Title: Anesthetic Induces Neurodegeneration Mediated Via Inositol 1,4,5-Trisphosphate Receptors

JPET #161562

Supplemental data

Title: Anesthetic Induces Neurodegeneration Mediated via Inositol 1,4,5-Trisphosphate Receptors

Authors: Yifan Zhao, Ge Liang, Qianru Chen, Donald J. Joseph, Qingcheng Meng, Roderic G. Eckenhoff, Maryellen F. Eckenhoff, Huafeng Wei

Journal: The Journal of Pharmacology and Experimental Therapeutics

JPET #161562

Supplemental methods

Cell Culture.We used primary neuronal cell cultures from mouse for Ca2+ measurements in mixed hippocampal and cortical neurons. Cortical and hippocampal neurons were cultured as previously described(Wei, et al., 2005;Liang, et al., 2008;Wei, et al., 2007). Briefly, the cortices and hippocampus were dissected from embryonic brain (E16-17) and the meninges were removed. Cells were dissociated by trypsinization and trituration, followed by DNase treatment. The dissociated cells were resuspended in serum-free B27/neurobasal medium and were plated at a density of 150-300 cells/cm2 on poly-D-lysine-coated 24-well plates. Cultures were maintained in serum-free B27/neurobasal medium in a humidified atmosphere (5% CO2, 95% air) at 37°C until imaging at around 4 DIV.
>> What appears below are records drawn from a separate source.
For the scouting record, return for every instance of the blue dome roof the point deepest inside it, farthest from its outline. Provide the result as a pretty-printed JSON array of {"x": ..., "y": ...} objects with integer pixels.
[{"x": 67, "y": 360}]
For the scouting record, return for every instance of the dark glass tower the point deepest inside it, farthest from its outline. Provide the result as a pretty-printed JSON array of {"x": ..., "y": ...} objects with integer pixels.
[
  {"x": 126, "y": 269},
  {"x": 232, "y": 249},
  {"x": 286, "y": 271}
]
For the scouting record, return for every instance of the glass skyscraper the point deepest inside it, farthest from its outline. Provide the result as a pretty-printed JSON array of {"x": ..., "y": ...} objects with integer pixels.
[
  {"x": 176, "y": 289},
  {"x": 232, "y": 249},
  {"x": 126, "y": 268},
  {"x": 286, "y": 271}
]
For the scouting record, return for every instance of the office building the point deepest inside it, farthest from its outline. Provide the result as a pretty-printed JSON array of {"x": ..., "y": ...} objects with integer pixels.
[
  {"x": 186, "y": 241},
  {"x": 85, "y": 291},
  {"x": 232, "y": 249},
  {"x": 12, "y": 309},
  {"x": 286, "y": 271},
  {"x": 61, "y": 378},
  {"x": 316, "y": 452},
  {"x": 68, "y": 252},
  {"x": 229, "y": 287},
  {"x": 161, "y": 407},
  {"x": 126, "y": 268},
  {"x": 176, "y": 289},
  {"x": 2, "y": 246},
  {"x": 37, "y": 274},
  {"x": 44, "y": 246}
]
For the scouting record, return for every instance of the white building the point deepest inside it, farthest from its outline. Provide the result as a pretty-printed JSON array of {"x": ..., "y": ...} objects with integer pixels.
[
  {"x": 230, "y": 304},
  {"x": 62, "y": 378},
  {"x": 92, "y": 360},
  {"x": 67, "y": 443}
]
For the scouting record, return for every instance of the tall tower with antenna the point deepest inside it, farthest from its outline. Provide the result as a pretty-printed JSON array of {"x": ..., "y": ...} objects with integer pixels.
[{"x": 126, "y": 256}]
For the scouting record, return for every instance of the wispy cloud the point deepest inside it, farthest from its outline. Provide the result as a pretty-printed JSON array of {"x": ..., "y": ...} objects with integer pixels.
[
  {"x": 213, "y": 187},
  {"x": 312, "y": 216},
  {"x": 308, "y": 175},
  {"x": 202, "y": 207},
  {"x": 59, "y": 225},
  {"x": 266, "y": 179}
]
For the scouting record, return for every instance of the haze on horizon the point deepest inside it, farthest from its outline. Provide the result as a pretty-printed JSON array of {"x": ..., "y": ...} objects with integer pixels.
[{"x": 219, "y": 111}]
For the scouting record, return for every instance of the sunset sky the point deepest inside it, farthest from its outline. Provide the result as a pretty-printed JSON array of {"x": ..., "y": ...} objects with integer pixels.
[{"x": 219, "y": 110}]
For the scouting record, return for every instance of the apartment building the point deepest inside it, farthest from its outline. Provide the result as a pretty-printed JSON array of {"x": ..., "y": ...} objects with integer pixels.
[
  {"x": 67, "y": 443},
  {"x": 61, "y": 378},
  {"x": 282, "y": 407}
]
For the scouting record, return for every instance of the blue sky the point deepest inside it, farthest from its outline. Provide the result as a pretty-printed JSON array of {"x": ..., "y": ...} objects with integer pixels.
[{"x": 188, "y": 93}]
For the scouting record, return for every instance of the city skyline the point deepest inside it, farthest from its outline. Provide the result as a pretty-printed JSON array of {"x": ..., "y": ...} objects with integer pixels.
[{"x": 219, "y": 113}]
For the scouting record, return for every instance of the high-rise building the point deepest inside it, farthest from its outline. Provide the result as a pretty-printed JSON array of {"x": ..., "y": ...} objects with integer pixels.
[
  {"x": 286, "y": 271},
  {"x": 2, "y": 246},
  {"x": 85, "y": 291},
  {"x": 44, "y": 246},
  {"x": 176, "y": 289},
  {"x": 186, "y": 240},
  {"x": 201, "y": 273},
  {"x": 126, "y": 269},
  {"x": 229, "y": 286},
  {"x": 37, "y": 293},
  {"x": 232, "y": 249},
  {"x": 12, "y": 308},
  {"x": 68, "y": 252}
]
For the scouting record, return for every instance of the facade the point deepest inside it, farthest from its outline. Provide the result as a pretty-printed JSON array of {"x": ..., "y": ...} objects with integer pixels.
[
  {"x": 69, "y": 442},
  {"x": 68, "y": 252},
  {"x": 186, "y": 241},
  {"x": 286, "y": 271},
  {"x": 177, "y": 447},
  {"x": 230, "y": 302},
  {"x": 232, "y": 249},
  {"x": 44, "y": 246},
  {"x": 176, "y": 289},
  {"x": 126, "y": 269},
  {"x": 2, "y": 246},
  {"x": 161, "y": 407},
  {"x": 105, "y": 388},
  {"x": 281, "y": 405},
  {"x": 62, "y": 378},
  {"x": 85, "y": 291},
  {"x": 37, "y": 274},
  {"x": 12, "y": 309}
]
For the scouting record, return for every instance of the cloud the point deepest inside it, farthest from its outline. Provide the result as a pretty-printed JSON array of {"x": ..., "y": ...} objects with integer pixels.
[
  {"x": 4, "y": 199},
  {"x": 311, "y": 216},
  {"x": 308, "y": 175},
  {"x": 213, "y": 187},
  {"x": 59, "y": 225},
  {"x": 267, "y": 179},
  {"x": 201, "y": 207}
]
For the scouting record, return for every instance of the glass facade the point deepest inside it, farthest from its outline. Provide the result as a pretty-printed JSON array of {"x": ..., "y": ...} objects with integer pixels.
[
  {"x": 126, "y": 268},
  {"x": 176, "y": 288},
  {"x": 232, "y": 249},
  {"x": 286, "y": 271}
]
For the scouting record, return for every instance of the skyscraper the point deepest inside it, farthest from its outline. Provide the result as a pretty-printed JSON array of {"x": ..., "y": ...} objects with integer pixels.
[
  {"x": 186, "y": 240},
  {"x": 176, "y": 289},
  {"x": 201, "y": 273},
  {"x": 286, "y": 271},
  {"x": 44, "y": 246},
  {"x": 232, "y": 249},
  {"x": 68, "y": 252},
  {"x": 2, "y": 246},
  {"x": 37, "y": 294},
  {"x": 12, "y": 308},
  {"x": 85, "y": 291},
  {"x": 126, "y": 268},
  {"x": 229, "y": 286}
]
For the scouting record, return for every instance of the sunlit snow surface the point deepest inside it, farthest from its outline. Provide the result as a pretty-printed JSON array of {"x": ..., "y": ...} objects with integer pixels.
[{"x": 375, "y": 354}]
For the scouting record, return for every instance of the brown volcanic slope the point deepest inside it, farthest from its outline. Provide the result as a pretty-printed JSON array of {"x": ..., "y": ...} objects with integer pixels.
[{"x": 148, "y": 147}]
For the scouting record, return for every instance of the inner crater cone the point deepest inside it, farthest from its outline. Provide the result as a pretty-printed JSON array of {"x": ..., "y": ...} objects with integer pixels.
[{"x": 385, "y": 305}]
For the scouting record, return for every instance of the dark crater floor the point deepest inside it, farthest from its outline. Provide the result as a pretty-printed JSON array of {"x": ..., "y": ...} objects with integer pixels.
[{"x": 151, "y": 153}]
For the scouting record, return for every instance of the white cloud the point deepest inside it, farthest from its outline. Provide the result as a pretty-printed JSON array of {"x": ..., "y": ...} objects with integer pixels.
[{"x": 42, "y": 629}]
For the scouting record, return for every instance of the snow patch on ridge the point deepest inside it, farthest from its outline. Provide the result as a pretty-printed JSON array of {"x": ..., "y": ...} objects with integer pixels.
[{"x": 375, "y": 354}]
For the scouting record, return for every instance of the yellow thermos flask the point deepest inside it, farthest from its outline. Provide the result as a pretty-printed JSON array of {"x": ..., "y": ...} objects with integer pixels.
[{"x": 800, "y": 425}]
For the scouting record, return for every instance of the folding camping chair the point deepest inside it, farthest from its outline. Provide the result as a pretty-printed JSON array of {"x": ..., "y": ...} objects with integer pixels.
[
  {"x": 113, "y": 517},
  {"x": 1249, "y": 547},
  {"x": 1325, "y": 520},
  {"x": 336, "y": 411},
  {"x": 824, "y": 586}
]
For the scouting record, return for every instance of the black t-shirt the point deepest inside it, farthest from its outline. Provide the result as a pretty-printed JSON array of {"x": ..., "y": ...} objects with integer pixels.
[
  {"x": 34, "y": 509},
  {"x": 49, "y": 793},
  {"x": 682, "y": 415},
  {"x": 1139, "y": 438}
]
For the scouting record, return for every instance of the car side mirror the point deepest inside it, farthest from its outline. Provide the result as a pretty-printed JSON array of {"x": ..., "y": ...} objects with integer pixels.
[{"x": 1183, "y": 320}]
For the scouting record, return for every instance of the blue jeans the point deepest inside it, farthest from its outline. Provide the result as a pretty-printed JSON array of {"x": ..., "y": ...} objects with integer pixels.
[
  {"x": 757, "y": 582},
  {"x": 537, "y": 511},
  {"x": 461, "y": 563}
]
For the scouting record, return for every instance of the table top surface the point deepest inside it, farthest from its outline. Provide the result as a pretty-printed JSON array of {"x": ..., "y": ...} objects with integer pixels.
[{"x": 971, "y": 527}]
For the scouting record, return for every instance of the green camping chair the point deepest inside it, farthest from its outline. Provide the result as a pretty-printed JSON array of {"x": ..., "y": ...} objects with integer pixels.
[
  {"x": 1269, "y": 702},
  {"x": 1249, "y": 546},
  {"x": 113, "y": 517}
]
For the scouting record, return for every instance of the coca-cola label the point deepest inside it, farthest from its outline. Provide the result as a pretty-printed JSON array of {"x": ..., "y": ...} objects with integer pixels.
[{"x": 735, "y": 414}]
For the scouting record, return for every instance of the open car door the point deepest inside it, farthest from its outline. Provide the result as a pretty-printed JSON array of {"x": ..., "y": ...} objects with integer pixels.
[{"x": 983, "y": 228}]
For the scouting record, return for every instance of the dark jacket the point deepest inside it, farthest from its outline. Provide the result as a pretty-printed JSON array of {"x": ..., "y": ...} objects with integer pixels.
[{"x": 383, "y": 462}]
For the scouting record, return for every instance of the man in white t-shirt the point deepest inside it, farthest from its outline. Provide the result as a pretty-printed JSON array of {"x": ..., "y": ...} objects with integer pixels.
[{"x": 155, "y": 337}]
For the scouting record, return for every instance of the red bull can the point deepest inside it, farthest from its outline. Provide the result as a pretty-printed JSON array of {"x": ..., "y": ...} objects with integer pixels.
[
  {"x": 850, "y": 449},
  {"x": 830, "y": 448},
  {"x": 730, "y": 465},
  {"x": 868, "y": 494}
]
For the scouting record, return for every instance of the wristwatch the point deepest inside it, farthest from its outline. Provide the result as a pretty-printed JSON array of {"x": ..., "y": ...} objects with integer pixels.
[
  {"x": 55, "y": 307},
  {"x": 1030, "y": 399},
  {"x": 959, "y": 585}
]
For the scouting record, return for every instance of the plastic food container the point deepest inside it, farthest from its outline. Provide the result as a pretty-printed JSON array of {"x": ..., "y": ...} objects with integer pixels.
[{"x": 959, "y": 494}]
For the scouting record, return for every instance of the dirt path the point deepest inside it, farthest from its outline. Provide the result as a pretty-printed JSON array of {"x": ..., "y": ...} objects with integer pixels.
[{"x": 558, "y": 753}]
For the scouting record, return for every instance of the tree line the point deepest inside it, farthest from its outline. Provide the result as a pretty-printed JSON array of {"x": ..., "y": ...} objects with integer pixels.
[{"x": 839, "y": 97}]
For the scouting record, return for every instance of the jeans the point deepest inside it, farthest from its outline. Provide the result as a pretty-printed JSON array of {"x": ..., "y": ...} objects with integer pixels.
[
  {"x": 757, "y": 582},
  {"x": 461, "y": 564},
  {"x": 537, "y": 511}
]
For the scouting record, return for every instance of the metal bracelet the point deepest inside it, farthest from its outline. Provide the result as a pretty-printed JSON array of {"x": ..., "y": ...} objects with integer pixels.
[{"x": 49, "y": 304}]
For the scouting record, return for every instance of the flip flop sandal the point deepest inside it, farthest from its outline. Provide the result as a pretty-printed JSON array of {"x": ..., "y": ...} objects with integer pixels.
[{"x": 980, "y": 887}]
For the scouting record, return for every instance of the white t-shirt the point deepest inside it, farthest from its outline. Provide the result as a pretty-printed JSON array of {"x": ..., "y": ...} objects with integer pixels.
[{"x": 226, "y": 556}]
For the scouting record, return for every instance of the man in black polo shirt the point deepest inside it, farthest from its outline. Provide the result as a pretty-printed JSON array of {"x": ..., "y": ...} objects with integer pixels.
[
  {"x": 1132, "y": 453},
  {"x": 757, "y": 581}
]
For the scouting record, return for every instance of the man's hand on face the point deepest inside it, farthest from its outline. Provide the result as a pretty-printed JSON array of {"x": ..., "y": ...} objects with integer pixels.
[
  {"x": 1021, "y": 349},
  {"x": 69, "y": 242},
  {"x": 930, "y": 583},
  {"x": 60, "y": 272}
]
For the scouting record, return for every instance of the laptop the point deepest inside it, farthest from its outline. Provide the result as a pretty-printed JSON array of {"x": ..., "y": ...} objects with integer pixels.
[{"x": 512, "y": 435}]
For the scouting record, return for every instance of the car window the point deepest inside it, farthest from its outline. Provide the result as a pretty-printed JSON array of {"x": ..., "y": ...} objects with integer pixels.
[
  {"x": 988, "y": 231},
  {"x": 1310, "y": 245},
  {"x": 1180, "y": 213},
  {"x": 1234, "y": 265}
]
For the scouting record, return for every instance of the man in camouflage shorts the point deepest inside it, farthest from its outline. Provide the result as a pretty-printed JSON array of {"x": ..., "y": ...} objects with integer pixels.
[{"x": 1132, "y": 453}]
Cytosolic calcium concentration measurements.Cytosolic calcium concentration ([Ca2+]c) was measured using fura-2 fluorescence as previously described (Wei, et al., 2008;Yang, et al., 2008). Briefly, mixed mouse hippocampal and cortical neurons grown on 25mm round glass cover slips were washed 3 times with HBSS buffer with 1.8 mM CaCl2, 0.8 mM MgCl2 and loaded with 2.5μM fura-2/AM for 30 min in the same buffer at room temperature. Cover slips were mounted in a sealed chamber and constantly perfused through an inflow tube with Krebs-Ringer buffer either with or without calcium, depending on the experimental design. After baseline acquisitions, cells were exposed to isoflurane (0.7 mM at room temperature) dissolved in HBSS via a separate inflow tube driven by a syringe pump in presence or absence of the L-type voltage-gated Ca2+ channel blockers nicardipine or nimodipine. The fluorescence signals were measured with alternate excitation at 340 and 380, and emission at 510 nm, for a period up to 18 min for each treatment. The data are given in terms of 340/380 fluorescence ratio as previously described (Grynkiewicz, et al., 1985).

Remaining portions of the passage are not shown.